1.3 The complainant did not comment on the Commission’s opinion.

1.4 The present allegation concerns the obligations arising under a contract concluded between the Commission and the complainant.

1.5 According to Article 195 of the EC Treaty, the European Ombudsman is empowered to receive complaints "concerning instances of maladministration in the activities of the Community institutions or bodies". The Ombudsman considers that maladministration occurs when a public body fails to act in accordance with a rule or principle binding upon it(1). Maladministration may thus also be found when the fulfilment of obligations arising from contracts concluded by the institutions or bodies of the Communities is concerned.

1.6 However, the Ombudsman considers that the scope of the review that he can carry out in such cases is necessarily limited. In particular, the Ombudsman is of the view that he should not seek to determine whether there has been a breach of contract by either party, if the matter is in dispute. This question could be dealt with effectively only by a court of competent jurisdiction, which would have the possibility to hear the arguments of the parties concerning the relevant national law and to evaluate conflicting evidence on any disputed issues of fact.

1.7 The Ombudsman therefore takes the view that in cases concerning contractual disputes it is justified to limit his inquiry to examining whether the Community institution or body has provided him with a coherent and reasonable account of the legal basis for its actions and why it believes that its view of the contractual position is justified. If that is the case, the Ombudsman will conclude that his inquiry has not revealed an instance of maladministration. This conclusion will not affect the right of the parties to have their contractual dispute examined and authoritatively settled by a court of competent jurisdiction.

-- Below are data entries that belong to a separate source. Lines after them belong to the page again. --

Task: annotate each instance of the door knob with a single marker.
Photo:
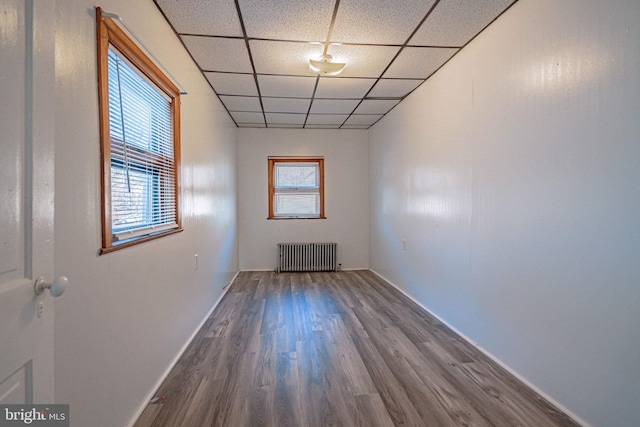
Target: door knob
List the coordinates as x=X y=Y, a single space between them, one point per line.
x=57 y=287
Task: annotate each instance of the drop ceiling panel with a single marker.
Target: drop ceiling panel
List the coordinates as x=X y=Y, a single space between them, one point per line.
x=271 y=57
x=394 y=88
x=219 y=54
x=418 y=62
x=286 y=105
x=307 y=20
x=327 y=119
x=255 y=53
x=378 y=21
x=233 y=84
x=363 y=61
x=246 y=117
x=242 y=103
x=213 y=17
x=290 y=86
x=363 y=120
x=455 y=22
x=282 y=118
x=370 y=106
x=339 y=106
x=331 y=87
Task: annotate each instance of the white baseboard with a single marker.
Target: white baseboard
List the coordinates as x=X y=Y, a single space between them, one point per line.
x=524 y=380
x=165 y=374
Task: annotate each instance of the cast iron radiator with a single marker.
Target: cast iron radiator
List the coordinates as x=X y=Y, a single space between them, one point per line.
x=307 y=257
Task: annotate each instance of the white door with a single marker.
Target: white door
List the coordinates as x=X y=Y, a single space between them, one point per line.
x=26 y=199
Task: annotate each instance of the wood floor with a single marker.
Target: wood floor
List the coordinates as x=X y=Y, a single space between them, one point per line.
x=336 y=349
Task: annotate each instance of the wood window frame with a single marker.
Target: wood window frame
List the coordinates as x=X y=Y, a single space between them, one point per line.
x=110 y=33
x=272 y=191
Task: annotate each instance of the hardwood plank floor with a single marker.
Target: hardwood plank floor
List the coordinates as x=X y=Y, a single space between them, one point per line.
x=336 y=349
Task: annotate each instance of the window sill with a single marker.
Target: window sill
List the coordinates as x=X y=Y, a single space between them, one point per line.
x=297 y=217
x=137 y=241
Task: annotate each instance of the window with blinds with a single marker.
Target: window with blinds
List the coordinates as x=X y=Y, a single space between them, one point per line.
x=296 y=188
x=140 y=144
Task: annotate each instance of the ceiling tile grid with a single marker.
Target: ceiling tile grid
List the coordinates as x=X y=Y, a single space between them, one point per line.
x=255 y=53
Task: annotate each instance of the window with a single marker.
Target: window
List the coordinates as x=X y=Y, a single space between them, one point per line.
x=296 y=188
x=140 y=145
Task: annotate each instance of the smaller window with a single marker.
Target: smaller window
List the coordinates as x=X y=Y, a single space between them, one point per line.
x=296 y=188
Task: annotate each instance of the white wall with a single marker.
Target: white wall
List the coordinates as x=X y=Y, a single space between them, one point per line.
x=127 y=314
x=513 y=176
x=346 y=195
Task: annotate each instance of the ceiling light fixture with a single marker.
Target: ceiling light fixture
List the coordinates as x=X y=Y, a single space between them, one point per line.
x=325 y=66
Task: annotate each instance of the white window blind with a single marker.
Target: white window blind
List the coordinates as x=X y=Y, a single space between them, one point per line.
x=296 y=189
x=143 y=172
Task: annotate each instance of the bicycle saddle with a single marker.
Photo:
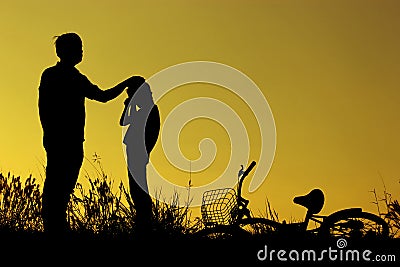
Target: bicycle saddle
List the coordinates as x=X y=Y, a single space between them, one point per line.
x=313 y=201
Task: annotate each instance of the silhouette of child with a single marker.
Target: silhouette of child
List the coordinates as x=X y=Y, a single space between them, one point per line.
x=143 y=120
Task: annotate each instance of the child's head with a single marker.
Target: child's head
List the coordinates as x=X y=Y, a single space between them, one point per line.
x=134 y=83
x=69 y=48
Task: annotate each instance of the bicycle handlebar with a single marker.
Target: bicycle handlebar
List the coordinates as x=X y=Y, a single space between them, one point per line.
x=245 y=173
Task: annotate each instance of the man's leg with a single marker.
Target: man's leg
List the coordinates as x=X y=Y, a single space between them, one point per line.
x=142 y=200
x=62 y=171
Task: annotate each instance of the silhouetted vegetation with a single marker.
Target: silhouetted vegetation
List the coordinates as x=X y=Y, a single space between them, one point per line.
x=99 y=212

1.8 In the present case, the Commission has put forward a coherent and reasonable account of the reasons for which it believes that the balance claimed by the complainant is not due.

1.9 In these circumstances, there appears to be no maladministration on the part of the Commission.

2 Conclusion

On the basis of the European Ombudsman’s inquiries into this complaint, it appears that the there is no maladministration on the part of Commission. The Ombudsman therefore closes the case.

The President of the European Commission will also be informed of this decision.

Yours sincerely,



(1) See Annual Report 1997, pages 22 sequ.